According to new findings, children may be fussy eaters if their mums and dads suffer from anxiety or depression.
Dutch researchers have studied 4,700 children who were born between 2002 and 2006 and their mothers and fathers.
They found that youngsters may have a heightened risk of becoming a picky eater if either of their parents show signs of these "internalising problems".
Almost a third of youngsters consistently refuse to eat certain foods, with many parents struggling to find ways of tackling the issue.

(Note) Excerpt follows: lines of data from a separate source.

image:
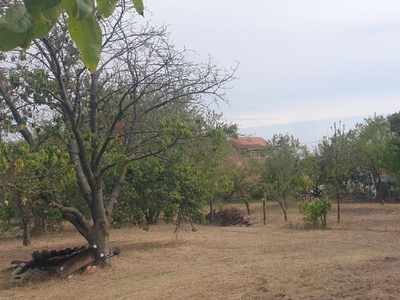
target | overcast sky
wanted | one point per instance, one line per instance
(299, 61)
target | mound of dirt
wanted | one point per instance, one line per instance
(227, 217)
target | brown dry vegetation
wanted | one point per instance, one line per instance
(357, 259)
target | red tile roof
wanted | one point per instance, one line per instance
(248, 143)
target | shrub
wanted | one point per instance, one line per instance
(314, 212)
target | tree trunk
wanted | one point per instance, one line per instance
(26, 222)
(246, 202)
(283, 207)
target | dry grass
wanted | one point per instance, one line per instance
(356, 259)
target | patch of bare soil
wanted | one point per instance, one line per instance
(356, 259)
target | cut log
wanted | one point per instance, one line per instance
(81, 260)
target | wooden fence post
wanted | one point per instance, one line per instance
(211, 209)
(264, 208)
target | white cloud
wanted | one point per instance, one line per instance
(326, 108)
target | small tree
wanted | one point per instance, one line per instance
(283, 175)
(315, 212)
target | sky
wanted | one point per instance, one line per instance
(303, 65)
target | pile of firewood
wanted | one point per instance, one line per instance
(230, 216)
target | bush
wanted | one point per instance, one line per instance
(314, 212)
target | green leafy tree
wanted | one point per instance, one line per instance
(283, 176)
(98, 116)
(315, 212)
(369, 151)
(174, 186)
(28, 20)
(29, 176)
(336, 153)
(391, 159)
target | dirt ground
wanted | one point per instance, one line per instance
(356, 259)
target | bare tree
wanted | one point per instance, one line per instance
(98, 117)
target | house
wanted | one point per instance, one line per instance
(254, 146)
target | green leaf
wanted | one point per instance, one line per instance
(42, 29)
(87, 36)
(16, 19)
(16, 28)
(10, 40)
(139, 6)
(106, 7)
(79, 9)
(37, 7)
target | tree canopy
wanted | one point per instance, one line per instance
(33, 19)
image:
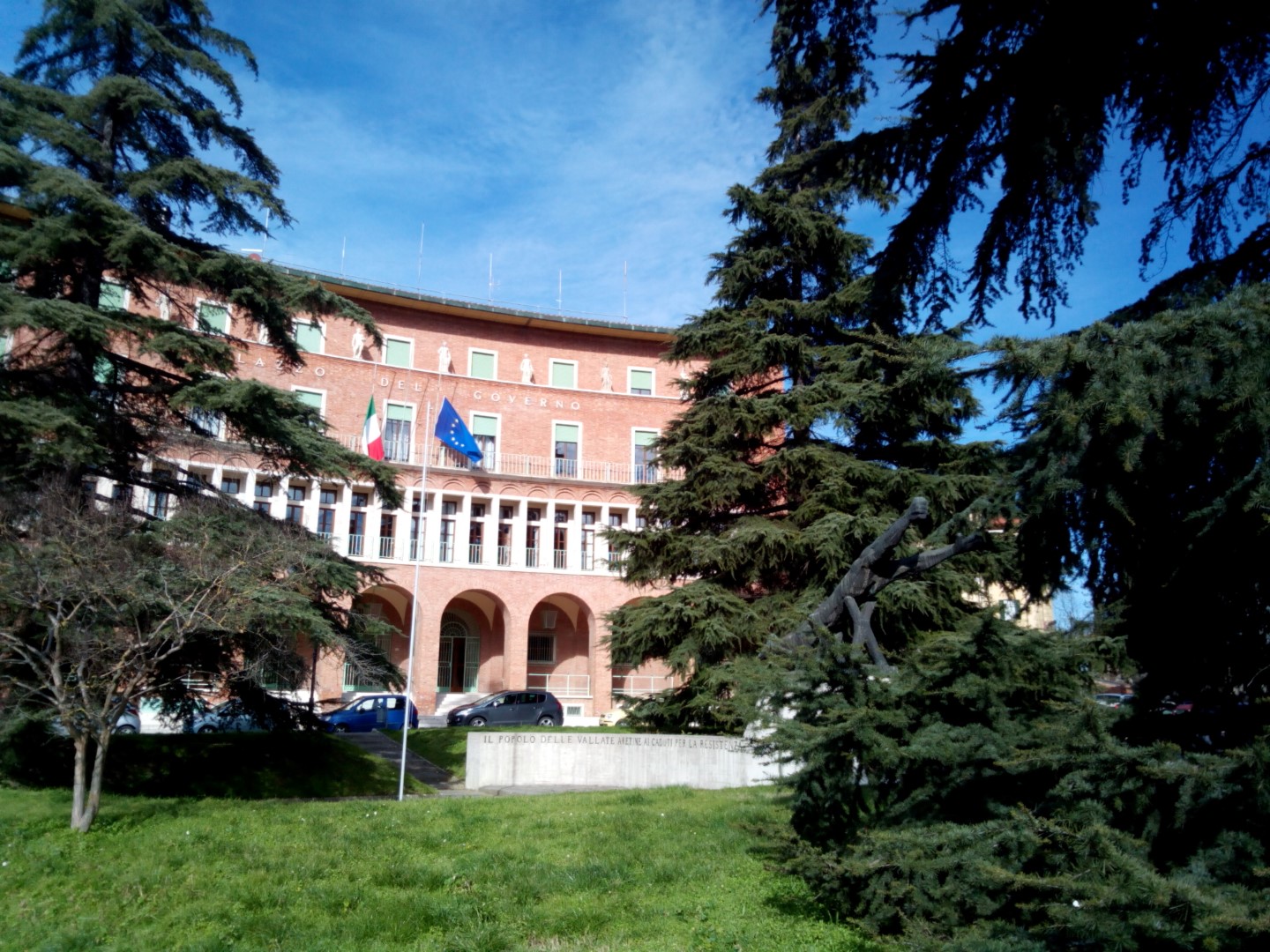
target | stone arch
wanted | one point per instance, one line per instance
(473, 635)
(392, 605)
(560, 655)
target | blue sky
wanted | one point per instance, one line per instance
(569, 140)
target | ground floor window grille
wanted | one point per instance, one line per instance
(542, 649)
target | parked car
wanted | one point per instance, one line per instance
(1113, 700)
(129, 723)
(371, 714)
(228, 716)
(510, 707)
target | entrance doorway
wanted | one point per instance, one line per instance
(459, 664)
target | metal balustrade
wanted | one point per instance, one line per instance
(560, 684)
(641, 684)
(542, 467)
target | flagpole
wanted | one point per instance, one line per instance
(415, 597)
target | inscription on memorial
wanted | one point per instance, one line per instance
(619, 740)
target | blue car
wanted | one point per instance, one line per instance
(376, 712)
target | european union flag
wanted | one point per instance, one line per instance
(453, 433)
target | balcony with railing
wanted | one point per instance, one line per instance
(641, 684)
(537, 467)
(560, 684)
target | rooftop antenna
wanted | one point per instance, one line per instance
(265, 240)
(418, 271)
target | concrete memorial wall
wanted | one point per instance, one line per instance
(621, 761)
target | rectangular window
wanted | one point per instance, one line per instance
(531, 539)
(263, 496)
(357, 524)
(564, 374)
(296, 495)
(115, 296)
(482, 365)
(449, 510)
(398, 426)
(159, 501)
(588, 541)
(397, 352)
(213, 317)
(505, 514)
(387, 534)
(565, 437)
(207, 423)
(542, 649)
(640, 381)
(310, 398)
(326, 496)
(643, 456)
(485, 433)
(326, 522)
(309, 337)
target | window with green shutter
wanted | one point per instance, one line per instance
(482, 365)
(643, 458)
(398, 419)
(213, 319)
(309, 398)
(309, 337)
(485, 433)
(566, 435)
(564, 374)
(397, 352)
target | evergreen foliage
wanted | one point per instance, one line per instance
(103, 127)
(104, 130)
(1013, 109)
(1143, 469)
(810, 427)
(978, 799)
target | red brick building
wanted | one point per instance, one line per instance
(508, 557)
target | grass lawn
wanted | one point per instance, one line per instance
(631, 870)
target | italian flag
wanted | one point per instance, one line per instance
(371, 437)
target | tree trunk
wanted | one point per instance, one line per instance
(86, 791)
(78, 785)
(94, 791)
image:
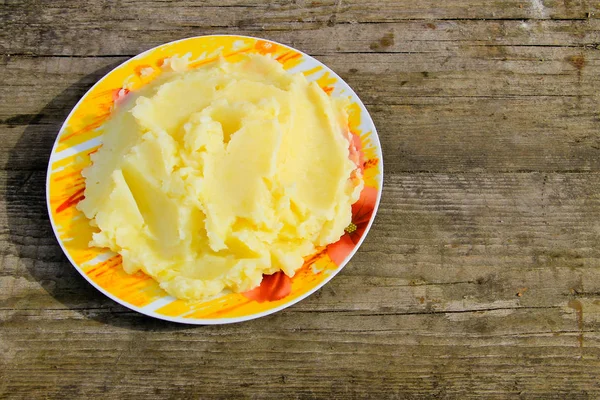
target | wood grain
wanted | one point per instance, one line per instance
(480, 277)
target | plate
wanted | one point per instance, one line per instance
(81, 135)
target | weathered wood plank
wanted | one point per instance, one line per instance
(68, 37)
(460, 241)
(470, 285)
(479, 280)
(518, 113)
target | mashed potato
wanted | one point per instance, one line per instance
(210, 178)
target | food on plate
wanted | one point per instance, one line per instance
(209, 178)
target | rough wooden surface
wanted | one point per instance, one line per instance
(480, 277)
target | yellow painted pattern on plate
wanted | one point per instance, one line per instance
(66, 184)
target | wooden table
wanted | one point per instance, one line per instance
(480, 277)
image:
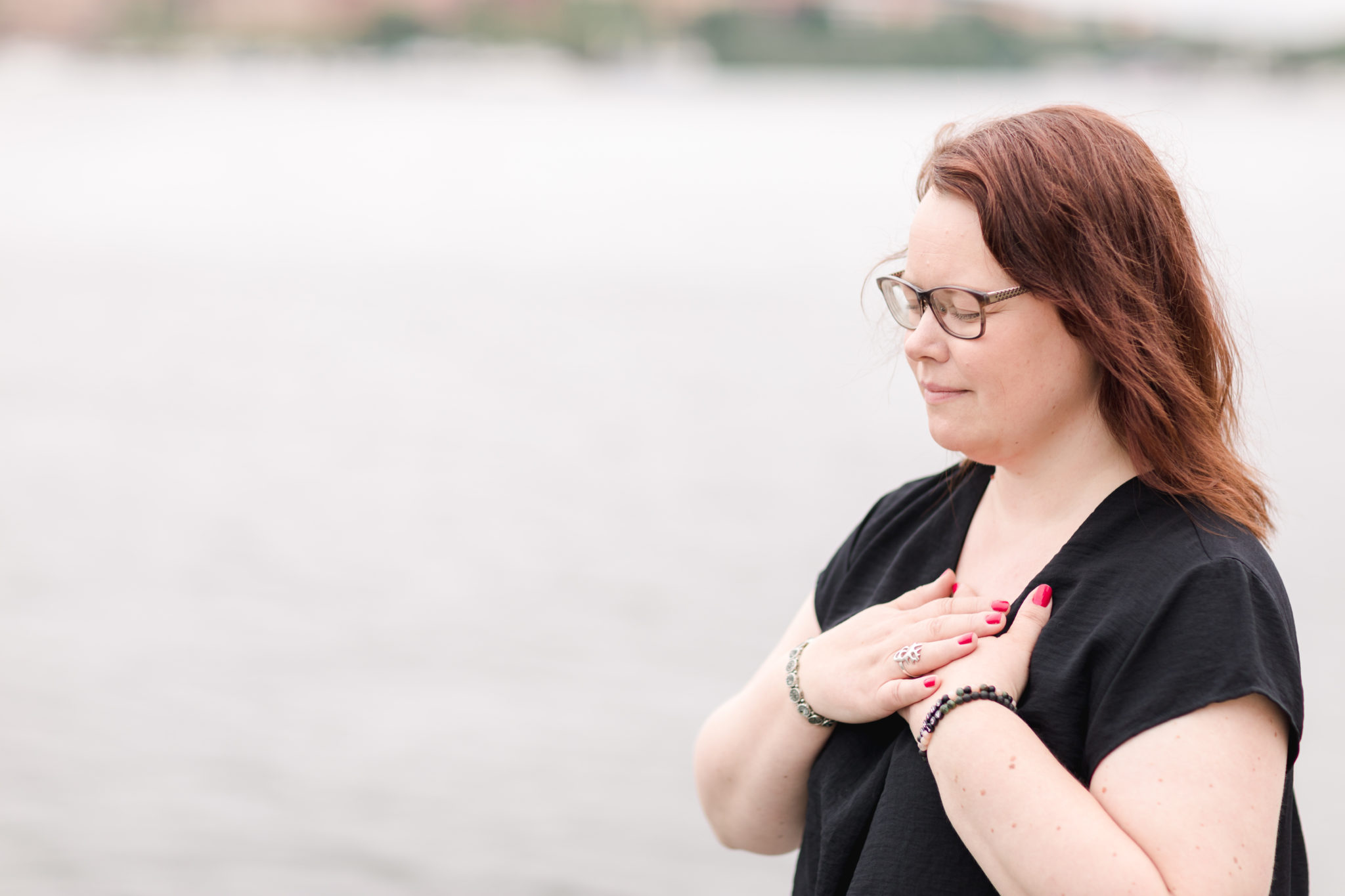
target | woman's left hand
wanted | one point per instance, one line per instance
(1001, 661)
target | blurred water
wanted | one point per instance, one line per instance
(399, 461)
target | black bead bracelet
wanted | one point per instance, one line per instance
(946, 704)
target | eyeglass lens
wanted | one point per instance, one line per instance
(957, 309)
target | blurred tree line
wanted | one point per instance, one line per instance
(798, 33)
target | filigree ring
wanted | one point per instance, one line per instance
(910, 653)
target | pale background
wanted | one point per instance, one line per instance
(400, 459)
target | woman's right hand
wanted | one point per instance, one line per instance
(848, 672)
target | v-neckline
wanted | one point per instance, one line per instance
(975, 486)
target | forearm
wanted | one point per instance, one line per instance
(1029, 824)
(752, 762)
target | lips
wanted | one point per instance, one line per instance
(937, 394)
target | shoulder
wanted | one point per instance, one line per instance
(1174, 545)
(1188, 602)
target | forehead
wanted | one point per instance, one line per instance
(946, 242)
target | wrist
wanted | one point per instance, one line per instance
(961, 699)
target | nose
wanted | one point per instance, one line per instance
(927, 341)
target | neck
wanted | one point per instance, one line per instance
(1061, 480)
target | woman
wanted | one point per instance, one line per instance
(1103, 535)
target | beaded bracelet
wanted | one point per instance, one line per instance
(946, 704)
(791, 677)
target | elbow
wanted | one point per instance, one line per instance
(743, 837)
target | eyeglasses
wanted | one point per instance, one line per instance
(959, 310)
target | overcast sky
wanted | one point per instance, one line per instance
(1298, 19)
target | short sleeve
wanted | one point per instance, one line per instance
(1219, 634)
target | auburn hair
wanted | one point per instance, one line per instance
(1075, 206)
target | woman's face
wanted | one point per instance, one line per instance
(1025, 383)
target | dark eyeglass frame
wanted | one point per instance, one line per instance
(982, 297)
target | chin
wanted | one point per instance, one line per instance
(959, 440)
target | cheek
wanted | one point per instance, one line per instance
(1033, 381)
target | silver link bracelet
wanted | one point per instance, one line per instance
(791, 677)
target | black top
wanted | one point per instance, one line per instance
(1145, 591)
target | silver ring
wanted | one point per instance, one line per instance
(910, 653)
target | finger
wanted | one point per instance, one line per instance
(934, 656)
(1032, 617)
(940, 587)
(940, 628)
(903, 692)
(959, 605)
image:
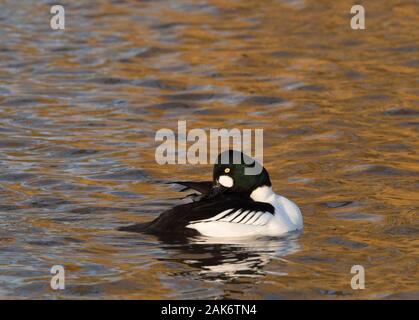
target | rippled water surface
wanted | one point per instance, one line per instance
(78, 114)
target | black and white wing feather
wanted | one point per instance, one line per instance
(223, 210)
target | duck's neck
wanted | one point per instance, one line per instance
(263, 194)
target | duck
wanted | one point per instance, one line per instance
(235, 204)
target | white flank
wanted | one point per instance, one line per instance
(241, 223)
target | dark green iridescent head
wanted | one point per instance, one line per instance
(231, 173)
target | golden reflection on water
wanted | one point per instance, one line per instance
(79, 110)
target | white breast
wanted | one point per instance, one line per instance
(242, 223)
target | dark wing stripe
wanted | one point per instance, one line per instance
(251, 216)
(254, 218)
(258, 217)
(234, 215)
(231, 212)
(243, 216)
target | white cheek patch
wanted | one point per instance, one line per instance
(226, 181)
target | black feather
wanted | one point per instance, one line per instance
(176, 219)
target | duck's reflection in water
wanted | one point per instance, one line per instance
(227, 259)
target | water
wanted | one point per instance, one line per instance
(79, 110)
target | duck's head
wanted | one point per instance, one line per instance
(231, 175)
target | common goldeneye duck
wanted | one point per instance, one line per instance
(234, 204)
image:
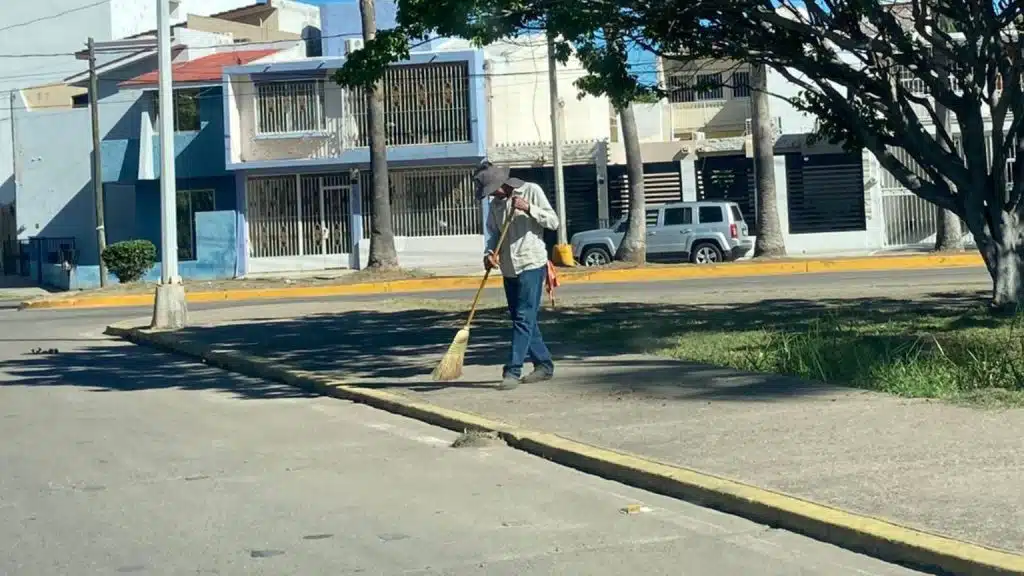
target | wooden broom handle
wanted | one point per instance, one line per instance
(486, 273)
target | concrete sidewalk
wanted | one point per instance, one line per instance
(942, 468)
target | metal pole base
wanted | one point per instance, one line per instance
(170, 311)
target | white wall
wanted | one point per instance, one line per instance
(519, 104)
(296, 16)
(61, 27)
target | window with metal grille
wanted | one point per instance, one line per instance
(423, 105)
(740, 84)
(286, 108)
(702, 87)
(711, 214)
(652, 217)
(189, 203)
(678, 216)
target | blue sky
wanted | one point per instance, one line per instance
(643, 60)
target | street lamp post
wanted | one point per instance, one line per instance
(170, 311)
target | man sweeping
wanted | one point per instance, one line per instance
(522, 258)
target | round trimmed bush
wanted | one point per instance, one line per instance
(129, 260)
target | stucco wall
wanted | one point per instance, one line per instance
(341, 21)
(60, 27)
(519, 108)
(54, 155)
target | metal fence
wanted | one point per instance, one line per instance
(911, 220)
(423, 105)
(29, 257)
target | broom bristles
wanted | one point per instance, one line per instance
(450, 368)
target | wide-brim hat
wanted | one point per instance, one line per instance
(488, 177)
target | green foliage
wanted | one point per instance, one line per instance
(962, 364)
(129, 260)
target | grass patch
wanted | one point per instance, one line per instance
(929, 358)
(942, 346)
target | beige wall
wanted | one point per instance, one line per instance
(719, 118)
(242, 31)
(53, 95)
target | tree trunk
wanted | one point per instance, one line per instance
(948, 237)
(634, 245)
(1001, 246)
(382, 252)
(769, 242)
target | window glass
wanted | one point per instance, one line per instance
(678, 216)
(190, 202)
(711, 214)
(652, 217)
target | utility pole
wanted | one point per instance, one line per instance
(169, 311)
(97, 164)
(563, 252)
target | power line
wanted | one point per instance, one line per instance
(128, 100)
(53, 16)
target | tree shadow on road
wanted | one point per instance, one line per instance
(121, 367)
(399, 348)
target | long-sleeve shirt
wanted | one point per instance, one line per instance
(523, 248)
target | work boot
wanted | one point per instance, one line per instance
(509, 383)
(539, 374)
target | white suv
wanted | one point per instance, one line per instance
(702, 233)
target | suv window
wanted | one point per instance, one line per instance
(711, 214)
(652, 217)
(678, 216)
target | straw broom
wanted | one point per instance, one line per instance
(450, 368)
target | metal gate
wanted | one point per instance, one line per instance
(662, 184)
(581, 194)
(825, 193)
(298, 221)
(729, 178)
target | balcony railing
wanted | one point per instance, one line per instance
(423, 105)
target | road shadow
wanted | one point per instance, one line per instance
(603, 342)
(398, 348)
(118, 367)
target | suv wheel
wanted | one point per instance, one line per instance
(706, 253)
(596, 256)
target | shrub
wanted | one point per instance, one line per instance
(129, 260)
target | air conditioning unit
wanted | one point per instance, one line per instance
(352, 44)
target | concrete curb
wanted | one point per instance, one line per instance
(732, 270)
(876, 537)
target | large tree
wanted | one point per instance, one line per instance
(876, 74)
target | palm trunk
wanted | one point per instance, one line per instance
(947, 228)
(769, 242)
(634, 245)
(999, 236)
(948, 237)
(382, 251)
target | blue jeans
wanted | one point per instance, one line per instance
(523, 294)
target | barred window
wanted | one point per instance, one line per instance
(682, 89)
(284, 108)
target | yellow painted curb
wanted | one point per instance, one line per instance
(877, 537)
(731, 270)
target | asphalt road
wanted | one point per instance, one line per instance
(123, 460)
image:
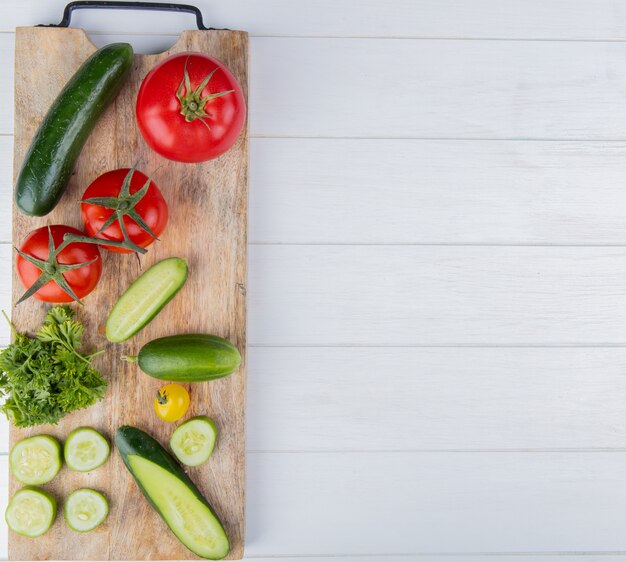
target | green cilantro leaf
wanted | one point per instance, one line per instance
(45, 377)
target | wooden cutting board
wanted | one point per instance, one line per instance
(207, 226)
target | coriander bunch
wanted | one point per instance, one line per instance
(45, 377)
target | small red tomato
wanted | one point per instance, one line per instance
(60, 280)
(190, 108)
(118, 199)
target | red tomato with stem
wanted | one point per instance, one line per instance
(54, 276)
(190, 108)
(121, 199)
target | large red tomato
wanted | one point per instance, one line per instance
(35, 265)
(151, 209)
(190, 108)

Expert have also attributed the problem to children having weight and behavioural issues.
The survey involved mums and dads completing questionnaires to assess their levels of anxiety and depression mid-pregnancy and again when their child was three years old.
It found that by the age of three, 30 per cent of children were deemed to be fussy eaters.
Researchers found that fathers' anxiety in the preschool period, but not during the antenatal period, was also related to fussy eating in their child.
Meanwhile depressive symptoms in both parents during pregnancy and three years later were also linked to fussy eating in children, they found.
In December last year, a survey by a university in Denmark, suggested fathers should watch what they eat before having children.
Scientists studied the lifestyle of dads-to-be and found that the food and drink consumed before conceiving could determine the future health of children.
Men are advised to change unhealthy working conditions before having a child, with research suggesting that diet and exercise could also affect the quality of sperm.